I have a folder with a bit more than 50k images. Here is the code i have written.
public static File folder = new File("D:\\image\\");
public static File[] listofFiles = folder.listFiles();
private static int counter;
public static void main(String[] args) {
Tesseract tesseract = new Tesseract();
try {
tesseract.setDatapath("C:\\Users\\zirpm\\Documents\\Coden\\Libaries\\Tess4J\\tessdata");
for (int i = 0; i < listofFiles.length; i++) {
String text = tesseract.doOCR(new File("D:\\image\\"+listofFiles[i].getName()));
counter++;
System.out.println("Image Number: "+counter+" "+text);
}
}catch (TesseractException e) {
e.printStackTrace();
System.out.println("TESSERACT ERROR");
}
}
Somehow it sometimes runs in to the following error:
Cannot convert RAW image to Pix with bpp = 64
Please call SetImage before attempting recognition.net.sourceforge.tess4j.TesseractException: java.lang.NullPointerException
at net.sourceforge.tess4j.Tesseract.doOCR(Unknown Source)

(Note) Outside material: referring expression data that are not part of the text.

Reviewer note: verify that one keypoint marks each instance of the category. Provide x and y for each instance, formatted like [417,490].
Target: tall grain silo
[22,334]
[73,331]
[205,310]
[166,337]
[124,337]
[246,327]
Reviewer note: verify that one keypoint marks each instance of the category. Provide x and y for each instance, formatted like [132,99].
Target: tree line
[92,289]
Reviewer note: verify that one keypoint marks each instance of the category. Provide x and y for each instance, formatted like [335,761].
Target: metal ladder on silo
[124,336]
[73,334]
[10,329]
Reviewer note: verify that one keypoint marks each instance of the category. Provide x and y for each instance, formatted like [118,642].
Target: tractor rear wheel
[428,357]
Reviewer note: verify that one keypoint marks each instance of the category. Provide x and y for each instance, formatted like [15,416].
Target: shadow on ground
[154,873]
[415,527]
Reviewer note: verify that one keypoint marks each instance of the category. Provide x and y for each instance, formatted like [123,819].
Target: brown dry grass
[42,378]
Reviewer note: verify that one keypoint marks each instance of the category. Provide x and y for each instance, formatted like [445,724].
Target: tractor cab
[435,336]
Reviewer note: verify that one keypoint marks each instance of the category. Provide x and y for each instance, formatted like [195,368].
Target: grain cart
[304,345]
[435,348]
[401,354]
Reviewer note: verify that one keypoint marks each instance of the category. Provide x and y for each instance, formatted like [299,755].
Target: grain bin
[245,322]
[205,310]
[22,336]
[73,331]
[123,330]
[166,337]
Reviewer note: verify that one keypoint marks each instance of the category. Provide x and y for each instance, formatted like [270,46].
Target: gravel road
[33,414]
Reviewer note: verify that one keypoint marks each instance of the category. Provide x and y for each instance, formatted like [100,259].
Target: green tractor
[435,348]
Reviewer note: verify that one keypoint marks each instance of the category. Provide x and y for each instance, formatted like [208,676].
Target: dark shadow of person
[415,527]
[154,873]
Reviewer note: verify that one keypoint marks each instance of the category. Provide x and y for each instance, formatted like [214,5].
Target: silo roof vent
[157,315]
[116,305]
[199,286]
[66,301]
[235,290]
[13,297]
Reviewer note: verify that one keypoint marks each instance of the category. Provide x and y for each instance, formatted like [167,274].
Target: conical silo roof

at net.sourceforge.tess4j.Tesseract.doOCR(Unknown Source)
at com.krissemicolon.Main.main(Main.java:23)
Caused by: java.lang.NullPointerException
at net.sourceforge.tess4j.Tesseract.getOCRText(Unknown Source)
at net.sourceforge.tess4j.Tesseract.doOCR(Unknown Source)
... 3 more
How could you just skip the images that causes that error and moves on to the next?
Just add another try-catch:
public static File folder = new File("D:\\image\\");
public static File[] listofFiles = folder.listFiles();
private static int counter;
public static void main(String[] args) {
Tesseract tesseract = new Tesseract();
try {
tesseract.setDatapath("C:\\Users\\zirpm\\Documents\\Coden\\Libaries\\Tess4J\\tessdata");
for (int i = 0; i < listofFiles.length; i++) {
try{
String text = tesseract.doOCR(new File("D:\\image\\"+listofFiles[i].getName()));
}catch(TesseractException e){
System.out.println("Skipping "+listOfFiles[i].getName());
}
counter++;
System.out.println("Image Number: "+counter+" "+text);
}
}catch (TesseractException e) {
e.printStackTrace();
System.out.println("TESSERACT ERROR");
}
If a TesseractException
occurs, it will inform you of the error and skip it.
You may also want to remove the outer try
-catch
-block.